Comment #0 by alphaglosined — 2022-06-12T13:51:53Z
The MSVC linker does not support Unicode characters in symbol names when creating import/export files.
This has not been found before now due to other blockers associated with dll's.
For executables, we do have a test (runnable/testmodule.d), but I had to disable it for Windows to fix https://issues.dlang.org/show_bug.cgi?id=23177
Comment #1 by kinke — 2022-06-12T16:13:09Z
To be clear, we're talking about linker directives (cmdline option strings) embedded in COFF object files. LDC uses UTF8 encoding for these (IIRC), and those do work with the LLD linker, but don't with the MS linker. So I *guess* the MS linker expects some other encoding.
Comment #2 by alphaglosined — 2022-06-12T16:40:00Z
After a bunch of hunting wrt. GetProcAddress, it seems Microsoft does not intend for exports to support anything other than ANSI. There are no A/W versions of this function which based upon consistency means that it only takes ANSI.
Which gets us back to the fact that we will probably need to sanitize mangling to not include Unicode, at least on Windows.
Comment #3 by dlang-bot — 2022-06-12T17:35:51Z
@rikkimax created dlang/dmd pull request #14207 "[DO NOT MERGE] Fix Issue 23179 - Unicode in symbol names in DLLs breaks MSVC linker" fixing this issue:
- Fix Issue 23179 - Unicode in symbol names in DLLs breaks MSVC linker
https://github.com/dlang/dmd/pull/14207
Comment #4 by alphaglosined — 2022-06-13T19:55:06Z
Created attachment 1854
Attempted fix as patch
After talking with kinke, we have decided to wait for this to appear in the wild before fixing.
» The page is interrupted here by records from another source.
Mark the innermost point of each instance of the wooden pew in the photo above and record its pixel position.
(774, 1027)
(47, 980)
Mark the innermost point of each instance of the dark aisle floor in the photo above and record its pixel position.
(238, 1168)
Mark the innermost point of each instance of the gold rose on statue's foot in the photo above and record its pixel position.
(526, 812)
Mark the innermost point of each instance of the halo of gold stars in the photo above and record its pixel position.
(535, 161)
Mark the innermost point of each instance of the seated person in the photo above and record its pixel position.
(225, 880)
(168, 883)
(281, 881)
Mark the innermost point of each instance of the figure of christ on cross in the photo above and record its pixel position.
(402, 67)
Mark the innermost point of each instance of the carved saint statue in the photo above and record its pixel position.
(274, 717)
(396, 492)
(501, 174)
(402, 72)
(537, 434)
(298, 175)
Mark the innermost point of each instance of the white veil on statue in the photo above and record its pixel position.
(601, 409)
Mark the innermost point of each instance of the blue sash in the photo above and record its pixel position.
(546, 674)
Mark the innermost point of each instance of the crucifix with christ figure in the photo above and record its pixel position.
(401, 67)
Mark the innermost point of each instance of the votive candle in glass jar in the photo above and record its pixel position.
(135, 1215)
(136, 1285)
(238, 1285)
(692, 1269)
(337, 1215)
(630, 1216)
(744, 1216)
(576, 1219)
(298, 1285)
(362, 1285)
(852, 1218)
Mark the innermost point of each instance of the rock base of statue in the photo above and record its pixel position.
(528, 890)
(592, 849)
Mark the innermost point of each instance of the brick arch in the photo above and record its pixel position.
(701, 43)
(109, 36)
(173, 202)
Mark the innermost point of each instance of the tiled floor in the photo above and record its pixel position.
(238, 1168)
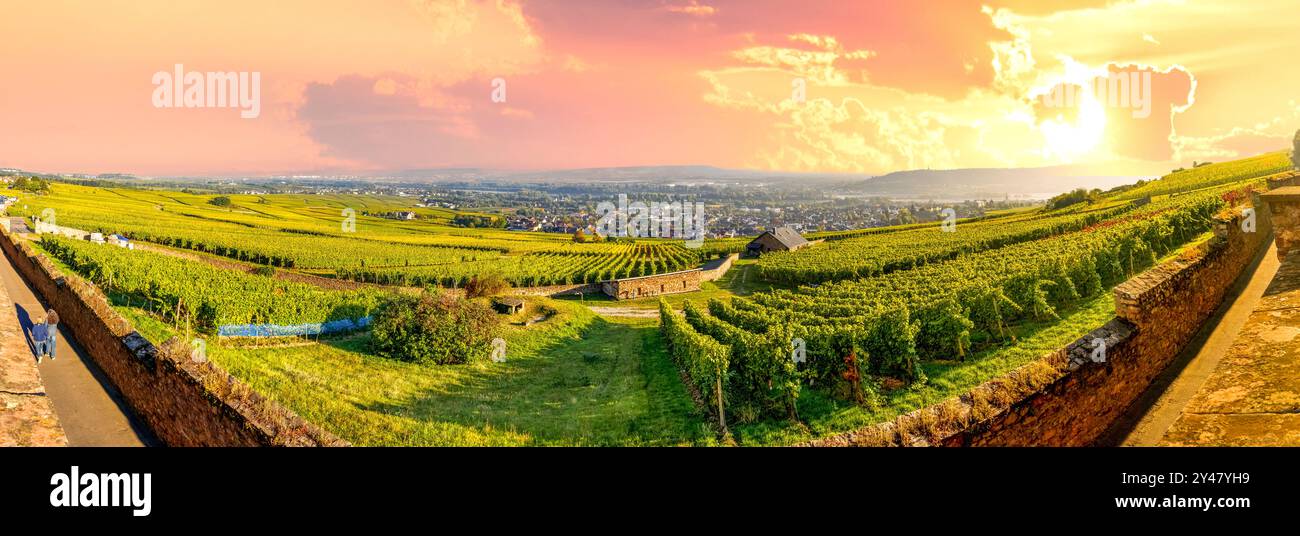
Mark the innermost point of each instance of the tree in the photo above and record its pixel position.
(436, 327)
(1295, 151)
I've attached my proposed fix as a patch, in case something happens to my fork with the branch containing it.
If you experience this please do reply!
Comment #5 by bugzilla — 2023-01-26T07:53:34Z
There are other limitations on names we accept on Windows, such as the file names being insensitive to case. This has tripped up a handful of people, but people do accept it for what it is. It's not an onerous limitation.
If the Microsoft linker fails at Unicode characters, so be it. Turning them into hex makes the mangled names even uglier and longer. Demangling them also becomes another problem.
I suggest to just let Microsoft worry about this issue. They'll probably eventually fix their linker anyway. It's not worth us fixing it, then unfixing it when MS updates their linker.
So WONTFIX.
Comment #6 by alphaglosined — 2023-01-26T09:26:42Z
They won't eventually fix this.
It permeates the kernel and WinAPI as well.
It is an intentional limitation that occasionally becomes an issue on other platforms as well. Other languages like Rust use Punycode for encoding Unicode.
I picked hex for my implementation because it's easy to encode and also decode.
So making this WONTFIX not only prevents statically binding against c/c++ code but it also leaves people who have Unicode names in symbols with no option to compile their existing codebases as DLLs.
Comment #7 by alphaglosined — 2023-01-28T14:39:24Z
Okay I may end up eating my words on this one.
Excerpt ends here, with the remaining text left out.